The School for Good Mothers
By JESSAMINE CHAN
Published by SIMON & SCHUSTER
A crucial lapse of judgement: an overtired divorced mother, the daughter of Chinese immigrants, leaves her baby alone for two hours. Very quickly the novel moves to a Handmaid’s Tale-like setting as she is sent to a school (more like a prison) for bad mothers. Here they attempt to reboot these women through a shaming, tortuous regimen using mechanical dolls filled with blue liquid. Chan’s first novel is totally chilling, but it is also a moving story of a mother’s endless love for her child and her plight to undo a momentary disastrous decision. A remarkable debut.
-
.
Olga Dies Dreaming
By XOCHITL GONZALEZ
Published by FLATIRON BOOKS
Olga’s choice of careers as a successful Manhattan wedding planner might disappoint her very political family, however her personal life has been even more problematic. But someone new has entered her life, bringing fresh possibilities yet also a challenge to face some hard truths about her past. In following Olga through the pursuit of love, the return of her absent activist mother, her brother’s political career as an ambitious congressman in a Brooklyn Latinx community and confronting the worst hurricane in Puerto Rico’s history, Gonzalez creates a moving search for personal identity.
. -
.
Yonder
By JABARI ASIM
Published by SIMON & SCHUSTER
If you liked Robert E. Jones’s wonderful The Prophets, this is a no-brainer for you.
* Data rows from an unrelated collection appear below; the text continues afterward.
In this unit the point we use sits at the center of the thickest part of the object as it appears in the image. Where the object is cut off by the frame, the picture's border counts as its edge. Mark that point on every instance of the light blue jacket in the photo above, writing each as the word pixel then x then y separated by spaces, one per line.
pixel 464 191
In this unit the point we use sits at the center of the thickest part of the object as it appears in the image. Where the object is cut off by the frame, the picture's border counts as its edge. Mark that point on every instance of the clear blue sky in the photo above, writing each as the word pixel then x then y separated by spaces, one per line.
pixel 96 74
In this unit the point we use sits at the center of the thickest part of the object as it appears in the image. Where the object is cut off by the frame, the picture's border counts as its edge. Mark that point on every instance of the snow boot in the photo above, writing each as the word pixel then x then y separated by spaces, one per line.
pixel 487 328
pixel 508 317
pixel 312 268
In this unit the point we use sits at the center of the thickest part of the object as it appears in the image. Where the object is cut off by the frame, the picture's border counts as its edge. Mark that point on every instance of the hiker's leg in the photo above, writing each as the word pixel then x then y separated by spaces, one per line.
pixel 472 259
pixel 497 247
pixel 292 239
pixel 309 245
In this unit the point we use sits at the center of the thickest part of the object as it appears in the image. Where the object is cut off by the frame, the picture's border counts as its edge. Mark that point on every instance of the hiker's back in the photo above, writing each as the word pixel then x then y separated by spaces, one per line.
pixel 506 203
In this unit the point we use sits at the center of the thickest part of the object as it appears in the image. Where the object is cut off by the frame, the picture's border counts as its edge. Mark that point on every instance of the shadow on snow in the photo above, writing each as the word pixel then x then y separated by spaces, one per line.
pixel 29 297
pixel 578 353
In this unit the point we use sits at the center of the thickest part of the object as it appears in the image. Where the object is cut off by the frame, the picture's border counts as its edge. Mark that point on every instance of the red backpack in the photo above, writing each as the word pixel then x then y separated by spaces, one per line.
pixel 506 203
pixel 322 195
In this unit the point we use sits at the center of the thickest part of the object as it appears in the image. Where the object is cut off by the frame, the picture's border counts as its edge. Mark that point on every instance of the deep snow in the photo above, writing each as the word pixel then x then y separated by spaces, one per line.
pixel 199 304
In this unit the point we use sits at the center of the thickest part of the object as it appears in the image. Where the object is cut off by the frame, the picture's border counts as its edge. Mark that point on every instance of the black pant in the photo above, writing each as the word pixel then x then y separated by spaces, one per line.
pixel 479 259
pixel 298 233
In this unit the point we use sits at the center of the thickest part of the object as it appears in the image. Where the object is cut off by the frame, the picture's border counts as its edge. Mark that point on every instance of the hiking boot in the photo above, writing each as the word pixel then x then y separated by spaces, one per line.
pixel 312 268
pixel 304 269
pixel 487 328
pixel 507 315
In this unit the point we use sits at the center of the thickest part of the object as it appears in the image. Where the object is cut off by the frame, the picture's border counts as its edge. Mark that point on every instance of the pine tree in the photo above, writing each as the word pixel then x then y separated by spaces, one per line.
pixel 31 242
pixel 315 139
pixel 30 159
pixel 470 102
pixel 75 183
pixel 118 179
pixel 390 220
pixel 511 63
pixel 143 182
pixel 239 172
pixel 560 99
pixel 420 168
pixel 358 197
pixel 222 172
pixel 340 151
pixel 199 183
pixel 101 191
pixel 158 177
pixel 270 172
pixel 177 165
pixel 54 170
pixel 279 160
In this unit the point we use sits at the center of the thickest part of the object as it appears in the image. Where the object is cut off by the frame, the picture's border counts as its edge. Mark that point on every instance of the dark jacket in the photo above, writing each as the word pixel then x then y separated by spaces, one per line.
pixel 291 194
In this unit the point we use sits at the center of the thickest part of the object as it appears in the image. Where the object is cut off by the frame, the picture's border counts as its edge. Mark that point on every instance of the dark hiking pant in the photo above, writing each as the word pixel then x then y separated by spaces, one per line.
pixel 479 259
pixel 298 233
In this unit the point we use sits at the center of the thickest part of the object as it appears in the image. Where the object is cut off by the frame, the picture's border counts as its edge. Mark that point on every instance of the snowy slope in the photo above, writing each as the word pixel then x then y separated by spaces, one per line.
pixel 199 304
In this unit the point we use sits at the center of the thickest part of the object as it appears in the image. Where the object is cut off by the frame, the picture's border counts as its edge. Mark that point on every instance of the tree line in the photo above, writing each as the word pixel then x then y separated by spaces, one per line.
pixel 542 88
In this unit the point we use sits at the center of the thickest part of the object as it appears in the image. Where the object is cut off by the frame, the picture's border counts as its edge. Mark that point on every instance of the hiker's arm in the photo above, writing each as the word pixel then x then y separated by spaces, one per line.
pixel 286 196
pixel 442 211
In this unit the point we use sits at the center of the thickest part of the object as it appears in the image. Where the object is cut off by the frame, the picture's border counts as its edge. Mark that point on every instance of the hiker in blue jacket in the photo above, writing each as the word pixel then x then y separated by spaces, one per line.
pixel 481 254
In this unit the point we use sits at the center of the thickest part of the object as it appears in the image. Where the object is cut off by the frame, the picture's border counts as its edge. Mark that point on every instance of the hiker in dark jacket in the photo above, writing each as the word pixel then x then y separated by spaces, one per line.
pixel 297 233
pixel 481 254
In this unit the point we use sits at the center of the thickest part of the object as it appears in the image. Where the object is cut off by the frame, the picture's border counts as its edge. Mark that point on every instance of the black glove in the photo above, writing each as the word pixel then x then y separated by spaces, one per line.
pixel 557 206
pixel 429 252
Asim’s story is an intimate portrait of a group of slaves (they consider themselves the Stolen people), their daily trials, their attempts to love and to survive the cruelty and violence that rains down upon them. Their private language is “a song of dreams and drums, whispered promises and incantations.” Then their world is tested further by a dubious minister with tempting promises. What paths will they choose, and how much will they risk? Asim, who has written nonfiction, poetry and children’s books as well, has crafted a thrilling novel.